職場のサポートと言っても、社員の病状が詳しくわからなければどのような仕事ができるのか判断が非常に難しく、企業の負担も大きくなってしまいます。そこで、今回の会議で生稲さんは、職場のみではなく「主治医、会社、産業医・カウンセラーのトライアングル型のサポート体制」が必要であることを提言し、こう語っています。

まず、罹患した社員から、業務内容、勤務時間、通勤時間などを記載した書面を主治医に渡します。それを参考にして主治医が現在の症状とか治療内容、今できること、できないことなどを詳しく書いた意見書のようなものを作って患者である社員に戻します。それを会社に提出しまして、会社が産業医・心理カウンセラーと当人を交えてその意見書をもとに仕事と治療の両立ができるよう労働内容とか時間などを決定した書類を作成する。その治療状況によってそれぞれの書類というのは見直し、変更可能といったそういうものなんですけども、こういった体制を。ぜひシステム化していただきたい

企業と医療機関の連携に関しては、今回の会議で塩崎厚生労働大臣からも触れられており、厚生労働省が「医療機関向け企業連携マニュアル」を新たに策定し、研修を行うとのことです。

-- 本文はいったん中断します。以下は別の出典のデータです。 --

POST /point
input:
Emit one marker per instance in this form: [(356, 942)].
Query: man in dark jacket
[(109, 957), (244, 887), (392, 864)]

また、厚生労働書は2月に「事業場における治療と職業生活の両立支援のためのガイドライン」を公表しています。これは、事業場が、がん、脳卒中、心疾患、糖尿病、肝炎などの疾病を抱える労働者に対して、治療と職業生活が両立できるようにするための取組などをまとめたものです。このガイドラインには法的な拘束力はありません。しかし、今後は「1億総活躍プラン」や「働き方改革実現会議」での議論を経て、法制度が整えられていく可能性もあります。

実は、今の職場にも闘病中の方はいるかもしれません。無知による偏見をなくしていくためにも、身近な問題として注目していきたいところです。